Average asking rental rates in the first quarter for office properties county-wide soared to $27.60 per square foot on a full-service basis, a number the market has never previously experienced. Accordingly, both Class A and Class B space reached a record high at $32.28 and $24.84 PSF. Despite consistent rent appreciation and gains that have consistently outpaced U.S. growth over the past several years, Phoenix maintains its position as an affordable office market when compared to the average office rents in the nearby West Coast markets, which are roughly 50% higher than that of Phoenix. Although many are speculating that rent growth may slow in the coming quarters, it is too early to tell if there will be a market shift in rates.
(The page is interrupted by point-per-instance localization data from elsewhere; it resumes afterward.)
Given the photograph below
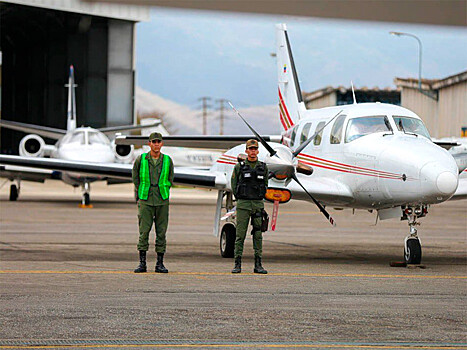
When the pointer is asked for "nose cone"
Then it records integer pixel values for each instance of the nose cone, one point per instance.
(438, 182)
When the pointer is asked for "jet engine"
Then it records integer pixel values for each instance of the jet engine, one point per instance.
(123, 153)
(32, 146)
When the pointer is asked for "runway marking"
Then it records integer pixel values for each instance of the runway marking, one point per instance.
(282, 274)
(47, 344)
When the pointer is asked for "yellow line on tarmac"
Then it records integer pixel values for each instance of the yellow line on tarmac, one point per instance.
(168, 346)
(283, 274)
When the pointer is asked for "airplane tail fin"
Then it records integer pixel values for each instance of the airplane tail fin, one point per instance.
(290, 96)
(71, 109)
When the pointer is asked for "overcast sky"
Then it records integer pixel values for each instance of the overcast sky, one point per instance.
(183, 55)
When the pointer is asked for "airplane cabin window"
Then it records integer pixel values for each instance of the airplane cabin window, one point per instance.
(411, 125)
(292, 138)
(336, 131)
(317, 140)
(305, 132)
(358, 127)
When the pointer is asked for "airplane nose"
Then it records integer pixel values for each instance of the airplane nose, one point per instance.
(437, 181)
(446, 183)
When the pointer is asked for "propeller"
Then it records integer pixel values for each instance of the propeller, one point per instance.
(288, 165)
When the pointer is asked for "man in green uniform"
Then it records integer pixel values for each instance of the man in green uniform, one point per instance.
(153, 175)
(249, 183)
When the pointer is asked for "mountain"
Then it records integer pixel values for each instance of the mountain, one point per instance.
(182, 120)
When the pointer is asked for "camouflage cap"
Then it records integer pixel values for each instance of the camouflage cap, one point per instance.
(155, 136)
(251, 143)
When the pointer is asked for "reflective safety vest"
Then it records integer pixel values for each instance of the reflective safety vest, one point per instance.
(145, 181)
(250, 183)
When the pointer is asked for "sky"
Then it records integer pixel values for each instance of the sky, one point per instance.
(183, 55)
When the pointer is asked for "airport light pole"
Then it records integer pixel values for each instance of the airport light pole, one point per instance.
(426, 93)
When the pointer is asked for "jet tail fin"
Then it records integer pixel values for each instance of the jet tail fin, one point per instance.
(71, 109)
(290, 95)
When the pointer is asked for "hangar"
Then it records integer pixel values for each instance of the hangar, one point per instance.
(40, 39)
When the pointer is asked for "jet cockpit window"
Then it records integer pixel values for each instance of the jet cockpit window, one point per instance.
(358, 127)
(336, 131)
(317, 140)
(411, 125)
(305, 132)
(97, 138)
(77, 137)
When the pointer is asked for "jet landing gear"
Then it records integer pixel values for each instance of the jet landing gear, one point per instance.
(412, 246)
(86, 199)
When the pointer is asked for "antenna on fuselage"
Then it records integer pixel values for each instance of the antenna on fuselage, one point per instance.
(353, 93)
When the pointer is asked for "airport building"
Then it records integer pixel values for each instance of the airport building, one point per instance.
(40, 39)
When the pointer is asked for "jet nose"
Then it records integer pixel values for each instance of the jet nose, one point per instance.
(438, 182)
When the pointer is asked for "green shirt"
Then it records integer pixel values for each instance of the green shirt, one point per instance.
(246, 203)
(155, 169)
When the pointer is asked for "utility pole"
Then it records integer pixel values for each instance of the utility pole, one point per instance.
(205, 100)
(221, 116)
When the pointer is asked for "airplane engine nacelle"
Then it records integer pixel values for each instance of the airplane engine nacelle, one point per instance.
(123, 153)
(32, 146)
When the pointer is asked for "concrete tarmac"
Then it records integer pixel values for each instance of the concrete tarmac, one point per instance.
(67, 281)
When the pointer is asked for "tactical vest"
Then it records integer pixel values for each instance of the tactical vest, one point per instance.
(145, 181)
(250, 183)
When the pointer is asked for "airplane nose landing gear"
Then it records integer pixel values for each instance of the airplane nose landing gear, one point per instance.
(412, 245)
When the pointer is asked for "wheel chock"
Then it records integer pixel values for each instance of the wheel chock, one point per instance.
(85, 206)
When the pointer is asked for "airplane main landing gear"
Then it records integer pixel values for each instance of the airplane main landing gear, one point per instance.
(86, 199)
(412, 245)
(14, 191)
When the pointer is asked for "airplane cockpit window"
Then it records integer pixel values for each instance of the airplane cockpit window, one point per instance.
(411, 125)
(358, 127)
(317, 140)
(305, 131)
(77, 137)
(97, 137)
(336, 131)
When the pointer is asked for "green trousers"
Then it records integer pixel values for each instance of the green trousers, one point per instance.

However, the market could experience some downward pressure in the next few quarters as more sublease space is expected to come on market and compete with direct space.
Before the effects of the worldwide pandemic, sustainable economic drivers and a well-balanced supply and demand pipeline attracted investors to buy into the Phoenix office market. The average sale price for Phoenix office assets peaked at a record high at the end of 2019 at a notable $230.79 PSF but dipped to $177.73 in the first quarter. Transaction volume also decreased to approximately 1.5M SF. Currently, many investors are hesitant to make any immediate decisions as the extent and severity of the pandemic is unknown and continues to change daily. Many of the players are in a “wait-and-see” mentality because of the fast-moving and fluid environment and heightened uncertainty will likely delay new sales until there is a better understanding of what office demand will be until the pandemic subsides.
Notable Lease Transactions:
• Amazon | 100 S Mill Ave | Tempe | 93,000 SF
• Zip Recruiter | 1039 E Raymon St | Airport Area | 89,889 SF
• District Medical Group | 3141 N 3rd Ave | Midtown | 56,544 SF
Notable Sale Transactions:
• JLL Income Property Trust, Inc.| 1501 & 1620 W Fountainhead Pky | Tempe | 300,193 s.f. | $61.5M or $205/s.f.
• Patricia & David Moore | Canyon Village |Scottsdale Airpark | 93,840 s.f. | $22M or $234/s.f.
• Philip & Donna Landry Trust | Rancho Santa Fe Center | West 1-10 | 73,307 s.f. | $17.8M or $243/s.f.